The beginning of a new school semester means the beginning of an old battle between mothers and daughters.
Mothers generally try to purchase uniforms a size larger than needed, expecting their kids to grow into them. Meanwhile, their daughters, who are desperate to look hip, typically want close-fitting uniforms.
“Every time I buy a uniform that is just a bit big, my daughter then self-tailors it to her preferences,” complains a 41- year-old housewife. To meet the latest fad, daughters repeatedly alter uniforms that their mothers bought. A student who will enter high school this month, confesses that she has been making changes in her uniform since her first year in middle school.
For years, all Korean students were required to wear uniforms. Since 1983, the decision has been left up to individual schools.
Students usually first make a few touches on the item that’s easiest to modify -- the skirt. At one point, time, snug, H-line-style skirts were the rage. Even jackets had their waists and sleeves trimmed tighter, and students regularly removed the shoulder pads.
Lately, tauter-in-the-hips A-line skirts have come back into style. “Wearing tighter-fitting clothes is a trend that stresses a sexually appealing appearance,” says Lee In-ja, who teaches the psychology of fashion at Seokyeong University.
Guys are just as trendy where school uniforms are concerned. Narrowing the cut of a pair pants from the calf is the latest fashion look. Just couple of years ago, tight pants from thigh to ankle were seen on every high school campus.
Since only a few guys are interested in sewing, most male high school and middle schoolers drop off their uniforms at a local laundromat on a Saturday afternoon and pick the transformed items that night.
The cost of making a few changes ranges from 5,000 to 7,000 won ($4.10 to $6.20) for a skirt, 10,000 to 25,000 won a jacket and 5,000 won for pants.
“The extremely short jackets for girls or the tight pants for boys’ uniforms are styles conceived on their own, ones that have nothing to do with the latest trend in the fashion world,” says an official of SMART, a uniform manufacturer.
“The trend in reshaping uniforms began when teenagers wanted to stand out and have their own hip fashions, while trying not to be outcasts among their peers,” says Lee Gyu-cheol, a teacher at Sung Moon Girl’s High School in Gyeonggi province.
Uniform manufacturers make changes every year to meet the demands of their teenage customers.
Kids today weren’t the only ones sensitive about their looks. Although in different ways, their parents in the 1970s had their own style going on.
Thirty-five years ago, flaired skirts and white collars stood out on girls’ uniforms. Female students back then believed stiff, clean collars were the coolest.
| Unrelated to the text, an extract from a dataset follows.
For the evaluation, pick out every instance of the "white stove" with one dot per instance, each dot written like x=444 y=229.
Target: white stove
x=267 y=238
If they wanted to appear like a delinquent, all they had to do was cover one of their eyes with their hair and cinch their waists.
Boys three decades ago wore black, mandarin, lapel-less suits. The hippest knew to unhook a few buttons at the top when walking out the school’s front gate. Even school caps in that ear then bore a certain cachet if they were old and worn out. That meant the student was enrolled in an upper class.
“Students in the 1970s felt pride about their uniforms,” says Kim Hwan-seng, who teaches at a girls high school in Jeonju, North Jeolla province. “Students nowadays don’t seem to cherish their uniforms -- and it breaks my heart.”